良い会社

「良い会社」とは、どのような会社のことをいうのでしょうか。
今般、三翠園では経営理念をアップデートしましたが、その際、全社員さんにアンケートを行い、「良い会社」とは何かについてお聞きしました。
「人が辞めない会社」という人もいれば「安心して働ける会社」という人や「お給料が上がっていく会社」という人もいました。いろいろな意見が出ましたが、私はつまるところ「心理的安全性」のある会社だと考えています。
「心理的安全性」とは、ハーバード・ビジネススクールのエイミー・C・エドモンドソンが提唱した概念です。Googleが「アリストテレスプロジェクト」で、「生産性の高いチーム」を調査したところ、「心理的安全性」(Psychological safety)が密接に関係していることがわかり、それを発表したことで「心理的安全性」は有名になりました。
「心理的安全性」を阻害する不安要因としては、①無知だと思われる不安、②無能だと思われる不安、③ネガティブだと思われる不安、④じゃまをする人だと思われる不安、があげられています。言い換えれば、「心理的安全性」の高い状態とは、上司や同僚の目を気にせずに、言いたいことや言うべきことを自由に言える状態といえます。
「心理的安全性」の高い会社は、生産性の高い会社です。会社は利益を出し続け、永く存続できなければ、良い会社とはいえません。どんなに会社が楽しくても、経営破たんしてしまう会社は「悪い会社」なのです。「良い会社」にするためには、生産性を高める必要があり、必然的に「心理的安全性」が重要になるということです。

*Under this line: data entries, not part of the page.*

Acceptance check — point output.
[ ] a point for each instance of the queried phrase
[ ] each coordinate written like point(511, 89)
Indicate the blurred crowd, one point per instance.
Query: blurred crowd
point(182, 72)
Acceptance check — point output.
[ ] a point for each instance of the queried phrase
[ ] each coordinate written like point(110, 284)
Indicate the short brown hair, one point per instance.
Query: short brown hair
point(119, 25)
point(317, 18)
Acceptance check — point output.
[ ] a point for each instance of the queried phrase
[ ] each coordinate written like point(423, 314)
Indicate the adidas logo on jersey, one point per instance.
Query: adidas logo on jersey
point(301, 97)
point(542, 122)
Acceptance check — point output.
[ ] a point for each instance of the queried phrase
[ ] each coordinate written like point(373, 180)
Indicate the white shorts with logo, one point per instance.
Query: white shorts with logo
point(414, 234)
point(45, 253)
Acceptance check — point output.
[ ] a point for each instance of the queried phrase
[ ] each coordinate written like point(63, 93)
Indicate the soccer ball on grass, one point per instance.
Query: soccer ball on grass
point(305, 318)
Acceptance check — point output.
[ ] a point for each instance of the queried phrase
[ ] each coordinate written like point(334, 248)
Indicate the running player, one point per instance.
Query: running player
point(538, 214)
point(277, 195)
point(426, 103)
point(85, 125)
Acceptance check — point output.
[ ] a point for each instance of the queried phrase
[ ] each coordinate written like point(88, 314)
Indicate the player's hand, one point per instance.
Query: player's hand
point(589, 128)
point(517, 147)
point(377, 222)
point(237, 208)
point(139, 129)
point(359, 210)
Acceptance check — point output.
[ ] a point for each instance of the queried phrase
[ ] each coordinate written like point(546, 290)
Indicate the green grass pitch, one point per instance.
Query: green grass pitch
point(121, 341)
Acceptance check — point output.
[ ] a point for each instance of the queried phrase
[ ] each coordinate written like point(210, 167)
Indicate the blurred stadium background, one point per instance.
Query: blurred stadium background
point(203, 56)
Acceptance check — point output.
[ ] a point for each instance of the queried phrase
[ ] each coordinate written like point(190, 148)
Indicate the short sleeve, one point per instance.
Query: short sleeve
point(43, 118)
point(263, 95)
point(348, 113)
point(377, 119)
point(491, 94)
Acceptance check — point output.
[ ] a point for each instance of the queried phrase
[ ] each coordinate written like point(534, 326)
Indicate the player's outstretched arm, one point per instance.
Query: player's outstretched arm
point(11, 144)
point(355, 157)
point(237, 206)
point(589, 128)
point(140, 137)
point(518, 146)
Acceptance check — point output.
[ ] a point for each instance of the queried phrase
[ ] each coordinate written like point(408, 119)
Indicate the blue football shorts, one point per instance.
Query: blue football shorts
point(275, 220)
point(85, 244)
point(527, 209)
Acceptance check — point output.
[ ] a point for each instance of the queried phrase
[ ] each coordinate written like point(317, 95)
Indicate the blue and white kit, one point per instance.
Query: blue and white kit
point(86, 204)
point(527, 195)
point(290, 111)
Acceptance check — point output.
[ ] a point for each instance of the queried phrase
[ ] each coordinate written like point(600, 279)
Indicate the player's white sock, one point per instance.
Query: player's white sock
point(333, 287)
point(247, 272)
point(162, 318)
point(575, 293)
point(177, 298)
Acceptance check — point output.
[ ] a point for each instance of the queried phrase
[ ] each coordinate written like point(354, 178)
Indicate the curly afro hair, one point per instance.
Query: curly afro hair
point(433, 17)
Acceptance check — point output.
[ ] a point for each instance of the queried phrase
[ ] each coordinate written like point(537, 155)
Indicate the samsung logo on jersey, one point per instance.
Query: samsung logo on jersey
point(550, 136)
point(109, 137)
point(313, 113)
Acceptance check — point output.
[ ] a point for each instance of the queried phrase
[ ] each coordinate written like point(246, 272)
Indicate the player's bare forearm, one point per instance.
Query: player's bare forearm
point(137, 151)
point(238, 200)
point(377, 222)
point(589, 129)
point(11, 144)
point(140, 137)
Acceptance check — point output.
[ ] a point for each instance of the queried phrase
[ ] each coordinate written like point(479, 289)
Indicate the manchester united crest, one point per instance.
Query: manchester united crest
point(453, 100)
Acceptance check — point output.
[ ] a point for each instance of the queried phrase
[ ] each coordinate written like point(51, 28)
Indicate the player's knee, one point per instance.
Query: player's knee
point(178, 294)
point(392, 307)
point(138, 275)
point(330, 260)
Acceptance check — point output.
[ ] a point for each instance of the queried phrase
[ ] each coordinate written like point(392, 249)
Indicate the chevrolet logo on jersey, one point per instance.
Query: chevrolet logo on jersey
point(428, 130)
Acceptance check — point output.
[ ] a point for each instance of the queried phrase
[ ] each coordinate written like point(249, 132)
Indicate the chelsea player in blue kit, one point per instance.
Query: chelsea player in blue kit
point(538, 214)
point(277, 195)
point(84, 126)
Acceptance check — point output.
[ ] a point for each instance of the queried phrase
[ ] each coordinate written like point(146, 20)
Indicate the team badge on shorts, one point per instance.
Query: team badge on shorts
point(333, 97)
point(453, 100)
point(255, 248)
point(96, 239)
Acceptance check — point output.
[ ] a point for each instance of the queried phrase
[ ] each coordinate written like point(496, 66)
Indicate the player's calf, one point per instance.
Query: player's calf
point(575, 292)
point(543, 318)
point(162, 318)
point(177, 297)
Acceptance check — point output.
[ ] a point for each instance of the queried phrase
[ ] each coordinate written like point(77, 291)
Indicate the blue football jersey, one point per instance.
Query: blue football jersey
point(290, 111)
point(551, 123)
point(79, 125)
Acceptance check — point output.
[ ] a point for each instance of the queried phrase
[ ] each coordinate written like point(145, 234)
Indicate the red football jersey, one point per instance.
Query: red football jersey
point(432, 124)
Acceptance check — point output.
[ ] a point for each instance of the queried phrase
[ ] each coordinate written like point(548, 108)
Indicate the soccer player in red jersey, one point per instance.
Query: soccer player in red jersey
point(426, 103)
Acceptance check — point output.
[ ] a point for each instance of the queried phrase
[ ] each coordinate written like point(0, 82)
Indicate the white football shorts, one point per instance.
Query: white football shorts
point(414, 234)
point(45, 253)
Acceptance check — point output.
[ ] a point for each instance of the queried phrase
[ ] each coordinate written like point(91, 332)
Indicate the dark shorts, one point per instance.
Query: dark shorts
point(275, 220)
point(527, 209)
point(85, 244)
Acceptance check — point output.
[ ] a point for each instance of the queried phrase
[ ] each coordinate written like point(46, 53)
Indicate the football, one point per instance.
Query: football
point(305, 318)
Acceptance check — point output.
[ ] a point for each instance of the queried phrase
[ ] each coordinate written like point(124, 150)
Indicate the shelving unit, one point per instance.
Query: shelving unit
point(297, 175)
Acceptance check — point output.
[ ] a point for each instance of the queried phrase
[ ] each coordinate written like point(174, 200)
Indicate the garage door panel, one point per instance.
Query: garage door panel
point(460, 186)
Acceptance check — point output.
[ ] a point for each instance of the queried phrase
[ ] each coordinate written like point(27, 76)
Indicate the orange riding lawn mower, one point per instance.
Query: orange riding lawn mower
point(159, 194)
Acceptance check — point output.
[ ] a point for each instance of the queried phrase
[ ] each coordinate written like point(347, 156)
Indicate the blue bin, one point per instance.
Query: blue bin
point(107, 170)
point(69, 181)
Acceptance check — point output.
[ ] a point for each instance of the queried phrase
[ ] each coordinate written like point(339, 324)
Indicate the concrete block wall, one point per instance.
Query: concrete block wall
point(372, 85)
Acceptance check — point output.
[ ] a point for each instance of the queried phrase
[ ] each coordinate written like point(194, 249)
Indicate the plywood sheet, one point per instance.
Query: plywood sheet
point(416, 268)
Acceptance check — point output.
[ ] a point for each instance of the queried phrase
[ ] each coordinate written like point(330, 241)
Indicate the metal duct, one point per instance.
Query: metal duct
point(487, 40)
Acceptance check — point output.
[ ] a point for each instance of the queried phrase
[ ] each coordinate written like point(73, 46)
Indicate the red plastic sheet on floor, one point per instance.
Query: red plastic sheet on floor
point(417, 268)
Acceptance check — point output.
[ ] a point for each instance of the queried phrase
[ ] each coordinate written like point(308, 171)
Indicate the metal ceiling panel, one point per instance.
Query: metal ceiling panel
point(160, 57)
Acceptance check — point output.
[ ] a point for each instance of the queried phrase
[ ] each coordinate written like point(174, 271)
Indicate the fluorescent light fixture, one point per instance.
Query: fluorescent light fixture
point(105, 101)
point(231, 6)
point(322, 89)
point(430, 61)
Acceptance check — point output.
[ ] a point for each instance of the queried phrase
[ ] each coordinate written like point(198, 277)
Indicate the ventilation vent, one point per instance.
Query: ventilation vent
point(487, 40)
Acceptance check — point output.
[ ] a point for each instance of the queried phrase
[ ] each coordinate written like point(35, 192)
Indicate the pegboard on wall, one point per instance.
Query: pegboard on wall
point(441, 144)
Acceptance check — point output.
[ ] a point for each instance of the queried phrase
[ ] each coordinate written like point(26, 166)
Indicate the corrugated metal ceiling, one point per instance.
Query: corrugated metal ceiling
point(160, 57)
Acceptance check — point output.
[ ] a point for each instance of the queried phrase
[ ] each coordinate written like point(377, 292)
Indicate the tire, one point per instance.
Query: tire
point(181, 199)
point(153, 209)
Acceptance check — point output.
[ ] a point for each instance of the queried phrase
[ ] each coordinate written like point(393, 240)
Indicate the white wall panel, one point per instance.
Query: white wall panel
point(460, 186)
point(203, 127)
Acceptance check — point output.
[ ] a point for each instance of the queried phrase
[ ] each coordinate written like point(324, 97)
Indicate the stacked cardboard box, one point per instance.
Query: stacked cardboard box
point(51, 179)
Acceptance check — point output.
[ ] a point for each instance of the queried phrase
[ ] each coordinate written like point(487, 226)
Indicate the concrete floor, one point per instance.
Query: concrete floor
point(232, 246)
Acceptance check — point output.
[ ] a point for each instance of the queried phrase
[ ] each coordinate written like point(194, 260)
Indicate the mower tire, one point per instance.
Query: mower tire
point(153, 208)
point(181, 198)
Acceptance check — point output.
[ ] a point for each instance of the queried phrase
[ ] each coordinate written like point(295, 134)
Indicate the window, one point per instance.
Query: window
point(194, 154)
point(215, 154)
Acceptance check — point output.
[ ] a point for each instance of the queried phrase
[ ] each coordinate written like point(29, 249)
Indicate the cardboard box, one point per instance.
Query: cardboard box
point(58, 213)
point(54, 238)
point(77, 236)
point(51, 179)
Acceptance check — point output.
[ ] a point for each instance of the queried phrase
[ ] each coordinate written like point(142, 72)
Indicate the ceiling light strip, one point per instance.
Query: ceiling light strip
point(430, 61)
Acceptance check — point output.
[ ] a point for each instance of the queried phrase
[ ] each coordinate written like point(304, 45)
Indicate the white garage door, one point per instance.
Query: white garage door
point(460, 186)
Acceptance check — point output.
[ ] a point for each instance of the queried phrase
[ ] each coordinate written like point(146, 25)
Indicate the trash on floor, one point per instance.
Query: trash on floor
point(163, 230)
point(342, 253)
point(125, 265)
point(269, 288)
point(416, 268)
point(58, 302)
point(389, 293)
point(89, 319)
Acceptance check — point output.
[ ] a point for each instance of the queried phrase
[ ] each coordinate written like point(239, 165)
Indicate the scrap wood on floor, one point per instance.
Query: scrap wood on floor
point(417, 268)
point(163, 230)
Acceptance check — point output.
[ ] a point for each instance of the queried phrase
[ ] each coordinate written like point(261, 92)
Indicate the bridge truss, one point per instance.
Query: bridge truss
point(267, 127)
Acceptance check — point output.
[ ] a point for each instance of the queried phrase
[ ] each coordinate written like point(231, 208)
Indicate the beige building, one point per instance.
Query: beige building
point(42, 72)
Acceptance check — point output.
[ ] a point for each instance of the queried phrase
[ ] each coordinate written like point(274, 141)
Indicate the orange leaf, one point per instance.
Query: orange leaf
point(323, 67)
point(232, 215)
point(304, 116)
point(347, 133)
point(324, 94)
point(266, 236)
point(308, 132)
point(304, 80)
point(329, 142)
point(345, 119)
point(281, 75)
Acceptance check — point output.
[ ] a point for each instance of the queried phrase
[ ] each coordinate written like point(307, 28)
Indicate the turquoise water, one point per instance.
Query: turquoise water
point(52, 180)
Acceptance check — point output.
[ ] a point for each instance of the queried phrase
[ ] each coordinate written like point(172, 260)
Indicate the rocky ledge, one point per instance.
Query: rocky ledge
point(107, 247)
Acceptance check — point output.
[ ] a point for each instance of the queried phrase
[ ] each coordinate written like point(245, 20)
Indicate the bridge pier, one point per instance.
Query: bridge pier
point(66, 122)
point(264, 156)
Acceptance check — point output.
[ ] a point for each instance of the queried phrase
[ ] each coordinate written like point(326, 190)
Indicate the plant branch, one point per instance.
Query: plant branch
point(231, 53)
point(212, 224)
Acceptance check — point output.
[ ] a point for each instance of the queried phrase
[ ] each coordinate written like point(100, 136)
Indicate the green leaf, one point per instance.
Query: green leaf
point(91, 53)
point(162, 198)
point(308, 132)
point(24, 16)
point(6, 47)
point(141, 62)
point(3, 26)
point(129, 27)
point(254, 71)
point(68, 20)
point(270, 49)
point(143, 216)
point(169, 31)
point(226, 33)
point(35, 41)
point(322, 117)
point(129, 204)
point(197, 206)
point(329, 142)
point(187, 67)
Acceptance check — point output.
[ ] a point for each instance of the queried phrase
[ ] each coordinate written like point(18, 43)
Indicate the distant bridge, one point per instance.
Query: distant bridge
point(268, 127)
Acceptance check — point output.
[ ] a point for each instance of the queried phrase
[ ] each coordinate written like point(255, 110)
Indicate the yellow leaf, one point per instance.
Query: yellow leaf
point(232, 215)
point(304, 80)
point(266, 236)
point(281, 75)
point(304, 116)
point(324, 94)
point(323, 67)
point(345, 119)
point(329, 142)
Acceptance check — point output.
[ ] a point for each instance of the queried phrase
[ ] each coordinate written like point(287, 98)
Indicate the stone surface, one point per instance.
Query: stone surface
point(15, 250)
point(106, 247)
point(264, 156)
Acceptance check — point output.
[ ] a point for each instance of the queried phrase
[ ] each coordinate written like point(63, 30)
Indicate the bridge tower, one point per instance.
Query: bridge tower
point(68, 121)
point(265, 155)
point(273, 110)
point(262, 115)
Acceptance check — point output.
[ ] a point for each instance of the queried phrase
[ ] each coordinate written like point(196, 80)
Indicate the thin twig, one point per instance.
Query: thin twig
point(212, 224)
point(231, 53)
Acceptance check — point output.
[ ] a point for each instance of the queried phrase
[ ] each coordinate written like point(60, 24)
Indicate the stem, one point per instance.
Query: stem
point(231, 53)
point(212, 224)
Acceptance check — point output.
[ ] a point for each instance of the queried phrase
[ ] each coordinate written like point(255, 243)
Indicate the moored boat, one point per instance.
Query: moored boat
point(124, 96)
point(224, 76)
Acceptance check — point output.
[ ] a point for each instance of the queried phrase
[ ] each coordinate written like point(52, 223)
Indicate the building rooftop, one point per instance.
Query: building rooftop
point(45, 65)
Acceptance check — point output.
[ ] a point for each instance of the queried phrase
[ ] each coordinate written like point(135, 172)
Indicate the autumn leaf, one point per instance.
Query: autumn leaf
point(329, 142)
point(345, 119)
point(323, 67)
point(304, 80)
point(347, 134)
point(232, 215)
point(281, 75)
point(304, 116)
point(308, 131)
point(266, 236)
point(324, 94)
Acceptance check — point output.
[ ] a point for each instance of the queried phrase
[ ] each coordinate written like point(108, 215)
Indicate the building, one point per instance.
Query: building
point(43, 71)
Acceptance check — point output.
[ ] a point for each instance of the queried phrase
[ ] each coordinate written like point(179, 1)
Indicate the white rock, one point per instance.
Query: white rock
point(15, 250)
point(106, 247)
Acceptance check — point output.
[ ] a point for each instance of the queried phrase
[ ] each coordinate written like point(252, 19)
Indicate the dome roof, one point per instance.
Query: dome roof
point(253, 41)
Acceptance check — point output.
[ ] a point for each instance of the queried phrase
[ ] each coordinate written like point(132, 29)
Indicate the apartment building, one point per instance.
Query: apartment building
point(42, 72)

私が三翠園の社長に就任した際、最初に感じたことは、「心理的安全性」が低かったことです。ですから最優先事項は、社員さんの声を徹底して傾聴することでした。目安箱をつくったり、LINEやメールで直接社長に意見を言えるようにしたり、ことあるたびに「何でも言ってね」「絶対に放っておかないよ」と言って回って、24時間365日電話で直接私に相談できるようにしたのです。
 私は、社員さんが自由に発言できて、いい意見がきちんと反映されて、いじめがなく安心して働けて、社員さんやその家族が大切にされ、協力会社さんとその家族も大切にされる会社こそが「良い会社」だと思っています。今後も、それを目標にしていきます。